Sotheby's. Fine Chinese Ceramics and Works of Art, including Property from the Collection of the Albright-Knox Art Gallery, Buffalo, New York, 19-20 march 2007
A famille-verte yen-yen vase, Kangxi period, circa 1700
Lot 795. A famille-verte yen-yen vase, Kangxi period, circa 1700; 29 3/4 in., 75.6 cm. Estimate 100,000 — 150,000 USD. Lot sold 120,000 USD. Photo: Sotheby's.
of tall baluster form with ovoid body tapering to a flared foot and set with an elongated neck with a trumpet mouth, vibrantly painted in famille-verte and famille-jaune enamels with magpies perched on and fluttering about blossoming prunus branches, with bamboo stalks and small flowers springing from grass and two gardenia blossoms and scattered pine needles at the base of the craggy prunus trunk next to a group of large rocks, the band separating the body from the neck painted with a yellow ground reserving hydrangeas on a leafy meandering scroll, all reserved on a pale green ground.
Provenance: Ralph M. Chait Galleries, New York.

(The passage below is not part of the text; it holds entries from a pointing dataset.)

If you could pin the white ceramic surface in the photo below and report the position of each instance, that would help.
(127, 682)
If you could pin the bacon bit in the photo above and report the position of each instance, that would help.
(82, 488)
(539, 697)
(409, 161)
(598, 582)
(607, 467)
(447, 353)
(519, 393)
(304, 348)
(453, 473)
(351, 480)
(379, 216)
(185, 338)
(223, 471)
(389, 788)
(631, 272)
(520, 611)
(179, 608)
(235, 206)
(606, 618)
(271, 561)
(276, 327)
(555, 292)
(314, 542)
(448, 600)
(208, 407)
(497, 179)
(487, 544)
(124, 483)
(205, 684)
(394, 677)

A South American Private Collection.
Chinese Porcelain Company, New York.
Acquired by the present owner in 2000.
Note: This large and impressive yen yen vase exemplifies the practice of firing on biscuit ground, which reached it zenith during the Kangxi period. Since the famille-verte colors were being applied directly to the body, as opposed to wucaienamelling, which were painted over a high fired white glaze ground, the enamelling had to be applied over the entire background of the piece. As a result, three ground tones emerged - black (famille-noire), yellow (famille-jaune) and pale green. R.L. Hobson in The Later Ceramic Wares of China, New York, 1925, p. 31, catagorized the "transparent green" as the rarest of these three sub-groups. He quantifies the remark by stating that "large vases with green enamel grounds are excessively rare, and it would not take long to compile a complete list of those which are known."
The Frick Collection has a vase similar to the present lot and lists the six published examples to date, (Frick Collection, New York, 1974, p. 102). Five are in museum collections: Calouste Gulbenkian Foundation, Lisbon, illustrated in Lion-Goldschmidt / Moreau-Gobard, 1980, no., 154, p. 197; Metropolitan Museum of Art, illustrated in Valenstein 1975, no. 128, p. 191; Nelson-Atkins Museum of Art, Kansas City, illustrated in Ward / Fidler, 1993, no. 47-21, p. 300; and the Victoria and Albert Museum, London, illustrated in Honey, 1927, pl. 29. The sixth one is presumably the present lot, described as in the hands of a New York dealer. All measure between twenty-seven and thirty inches and are similarly decorated with lush prunus branches and rockwork. The present lot differs from all five others with the addition of a yellow band encircling the neck, which is sometimes found on famille-noire yen yen vases, but quite uncommon on green-ground vases.